Sugar is getting a lot of flack at the moment. It’s evil. It’s poisonous and oh yes of course it WILL kill you (come to think of it I did choke a bit the last time I had some cake).
Some bloggers report how going sugar-free has been life-changing. Certain conditions, such as poly-cystic ovarian syndrome (PCOS) can benefit from cutting down sugar intake. The hormone that responds to sugar (insulin) does not work sometimes as effectively in PCOS and can lead to higher blood sugars; not ideal at all. So, if cutting down or even out the sugar has worked in these cases, amazing. Also there will be healthy people who have cut down/cut out sugar and feel completely great. This is fine, as long as the restriction can be maintained, the diet is varied and nutritionally complete and a person is happy.
On the contrary a few people look like they are really struggling with trying to go sugar-free, feeling unhappy and guilty when they succumb to a cup-cake! This bothers me. Of course if you cut down on sugar you may lose weight; you are eating less calories. However, you may find you don’t if you compensate for the lack of sugar and eat other foods, like crisps or chips.
When I consider the media coverage sugar is getting, I think back to my late Grandad (who lived until he was 91). Tall, strong and always a healthy weight. He was active, ate 3 meals a day and adored his cakes and biscuits, washed down with Yorkshire tea (no other tea compares!) I imagine having a conversation with him, telling him he needed to go sugar-free. Not a chance.
Sugar has been around forever and now it is everywhere and I do mean everywhere. Our diet has changed, foods have changed and we are reaching for more processed foods that have sugar added. The worst thing is some of these foods are marketed as healthy. Tins of soup, pasta sauces, ketchup, yoghurts, low fat products, jars of food, ready meals and take-aways. My Grandad wouldn’t have touched anything like this. His meals were usually unprocessed, cooked from scratch and balanced.
The difference is he chose when he fancied some sugar and he fit it in as part of a balanced diet. He was also very active. No restrictions and full food enjoyment.
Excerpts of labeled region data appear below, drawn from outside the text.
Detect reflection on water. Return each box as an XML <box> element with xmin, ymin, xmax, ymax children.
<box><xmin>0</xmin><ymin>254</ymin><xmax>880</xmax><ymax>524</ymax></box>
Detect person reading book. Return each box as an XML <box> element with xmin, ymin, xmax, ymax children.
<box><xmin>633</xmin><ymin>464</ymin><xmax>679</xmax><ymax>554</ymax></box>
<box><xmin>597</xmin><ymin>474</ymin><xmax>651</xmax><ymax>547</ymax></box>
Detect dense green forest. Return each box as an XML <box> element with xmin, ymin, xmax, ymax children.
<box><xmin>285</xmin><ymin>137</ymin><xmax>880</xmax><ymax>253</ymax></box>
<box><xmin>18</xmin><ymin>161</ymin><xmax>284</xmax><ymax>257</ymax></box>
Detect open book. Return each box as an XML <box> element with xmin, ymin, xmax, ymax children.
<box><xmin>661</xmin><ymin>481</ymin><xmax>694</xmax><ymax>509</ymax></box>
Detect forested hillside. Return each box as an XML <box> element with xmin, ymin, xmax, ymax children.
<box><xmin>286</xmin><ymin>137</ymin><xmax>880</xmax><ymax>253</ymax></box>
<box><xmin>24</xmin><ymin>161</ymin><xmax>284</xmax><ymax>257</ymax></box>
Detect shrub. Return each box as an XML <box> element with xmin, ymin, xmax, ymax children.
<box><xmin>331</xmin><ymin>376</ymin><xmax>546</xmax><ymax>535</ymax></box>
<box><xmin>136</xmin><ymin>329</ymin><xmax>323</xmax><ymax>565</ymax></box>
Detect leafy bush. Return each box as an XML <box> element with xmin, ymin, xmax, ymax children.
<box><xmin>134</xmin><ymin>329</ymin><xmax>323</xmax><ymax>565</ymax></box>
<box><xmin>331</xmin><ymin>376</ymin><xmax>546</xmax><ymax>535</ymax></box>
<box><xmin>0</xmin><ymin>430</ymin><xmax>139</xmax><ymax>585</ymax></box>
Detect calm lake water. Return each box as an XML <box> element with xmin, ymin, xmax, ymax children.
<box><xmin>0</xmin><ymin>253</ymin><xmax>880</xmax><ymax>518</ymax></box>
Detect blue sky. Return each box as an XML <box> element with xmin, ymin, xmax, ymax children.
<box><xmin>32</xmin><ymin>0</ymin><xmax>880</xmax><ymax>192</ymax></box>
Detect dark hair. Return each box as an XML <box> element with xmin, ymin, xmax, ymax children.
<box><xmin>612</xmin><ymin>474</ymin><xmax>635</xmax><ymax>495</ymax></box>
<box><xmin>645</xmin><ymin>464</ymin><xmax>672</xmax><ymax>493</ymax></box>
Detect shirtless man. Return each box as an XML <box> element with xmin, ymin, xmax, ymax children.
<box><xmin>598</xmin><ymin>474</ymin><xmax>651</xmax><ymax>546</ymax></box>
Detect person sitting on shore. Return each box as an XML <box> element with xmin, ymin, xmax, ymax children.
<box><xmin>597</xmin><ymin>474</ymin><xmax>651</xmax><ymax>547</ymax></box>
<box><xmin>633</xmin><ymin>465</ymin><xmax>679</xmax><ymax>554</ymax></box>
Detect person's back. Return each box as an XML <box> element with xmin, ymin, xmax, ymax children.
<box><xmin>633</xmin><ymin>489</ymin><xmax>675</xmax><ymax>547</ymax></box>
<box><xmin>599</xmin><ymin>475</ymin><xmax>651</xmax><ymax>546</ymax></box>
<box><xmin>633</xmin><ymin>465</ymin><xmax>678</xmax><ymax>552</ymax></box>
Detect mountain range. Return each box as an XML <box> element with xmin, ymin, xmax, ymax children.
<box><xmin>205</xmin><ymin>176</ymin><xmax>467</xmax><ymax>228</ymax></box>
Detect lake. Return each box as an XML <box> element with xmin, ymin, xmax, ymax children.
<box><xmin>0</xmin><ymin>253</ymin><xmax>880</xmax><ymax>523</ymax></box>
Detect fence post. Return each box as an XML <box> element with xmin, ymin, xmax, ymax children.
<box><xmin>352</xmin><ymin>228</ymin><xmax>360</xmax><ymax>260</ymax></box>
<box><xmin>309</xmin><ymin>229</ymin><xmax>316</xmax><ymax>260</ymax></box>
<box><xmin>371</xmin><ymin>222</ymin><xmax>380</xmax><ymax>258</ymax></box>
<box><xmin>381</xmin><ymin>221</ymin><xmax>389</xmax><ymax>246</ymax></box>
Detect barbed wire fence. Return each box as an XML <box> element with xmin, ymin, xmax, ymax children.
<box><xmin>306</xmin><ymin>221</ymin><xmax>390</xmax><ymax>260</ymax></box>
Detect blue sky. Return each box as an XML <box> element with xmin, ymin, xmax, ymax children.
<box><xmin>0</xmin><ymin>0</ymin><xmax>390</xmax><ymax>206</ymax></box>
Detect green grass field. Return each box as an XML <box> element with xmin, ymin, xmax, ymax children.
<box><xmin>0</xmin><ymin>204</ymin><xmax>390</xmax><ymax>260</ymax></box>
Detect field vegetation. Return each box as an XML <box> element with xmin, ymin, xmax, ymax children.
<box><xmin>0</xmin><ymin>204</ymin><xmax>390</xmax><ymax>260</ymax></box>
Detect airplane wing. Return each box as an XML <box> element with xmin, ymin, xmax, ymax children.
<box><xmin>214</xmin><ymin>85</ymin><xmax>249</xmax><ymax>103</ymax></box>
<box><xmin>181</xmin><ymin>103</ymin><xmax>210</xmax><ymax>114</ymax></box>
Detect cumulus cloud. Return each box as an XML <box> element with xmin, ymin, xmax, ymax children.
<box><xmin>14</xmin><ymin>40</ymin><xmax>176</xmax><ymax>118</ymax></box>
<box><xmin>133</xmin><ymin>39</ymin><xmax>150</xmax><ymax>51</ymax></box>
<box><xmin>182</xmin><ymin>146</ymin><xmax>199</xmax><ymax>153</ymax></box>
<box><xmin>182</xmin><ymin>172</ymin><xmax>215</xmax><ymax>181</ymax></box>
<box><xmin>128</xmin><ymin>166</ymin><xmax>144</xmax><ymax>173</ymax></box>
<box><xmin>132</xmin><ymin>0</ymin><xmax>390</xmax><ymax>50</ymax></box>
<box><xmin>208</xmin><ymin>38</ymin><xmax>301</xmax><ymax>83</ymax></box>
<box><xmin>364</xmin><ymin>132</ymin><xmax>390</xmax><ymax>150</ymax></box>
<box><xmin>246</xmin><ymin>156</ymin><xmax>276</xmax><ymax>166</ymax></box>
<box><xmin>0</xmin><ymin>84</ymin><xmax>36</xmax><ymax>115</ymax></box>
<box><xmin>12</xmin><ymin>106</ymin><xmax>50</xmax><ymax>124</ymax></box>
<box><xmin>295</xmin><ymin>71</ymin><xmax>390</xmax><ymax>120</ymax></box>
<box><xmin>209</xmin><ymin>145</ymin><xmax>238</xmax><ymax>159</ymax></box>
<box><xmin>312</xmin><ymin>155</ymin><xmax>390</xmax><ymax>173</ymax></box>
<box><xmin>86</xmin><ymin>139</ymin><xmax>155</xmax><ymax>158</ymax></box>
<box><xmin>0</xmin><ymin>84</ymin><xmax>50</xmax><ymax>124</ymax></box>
I try and model my eating on this. If I want a small amount of chocolate after my main meal, I’m going to have it. Because I’ve chosen to have that sugar. It’s not been added to a food that I thought was “healthy”. I then try and avoid foods where extra sugar has been added and here’s how:
- Trying to cook from scratch – it’s hard doing this all the time but batch cooking can really help so meals can just be warmed up later on. This avoids jars, packets and ready meals where sugar is added.
- I don’t tend to have low-fat products, just small amounts of normal foods. So I have a blob of Greek yoghurt and berries for pudding and steer clear of low-fat yoghurts. I’d rather have 2-3 squares of chocolate, than have a low-fat alternative.
- I avoid sugary breakfast cereals and start the day with a boiled egg and granary toast.
- I snack on almonds, fruit (yes fruit has sugar in it but also a tonne of vitamins and poo-happy fibre so I’m not cutting that out!) and seedy crackers and soft cheese. This avoids the obvious cakes, biscuits, cereal bars, chocolate and sweets.
- I don’t really drink juice or smoothies – yes they contain some vitamin-packed fruit but they are very concentrated in sugar and, do you really want to drink your sugar?
- The obvious avoidance of sugary fizzy drinks and squashes.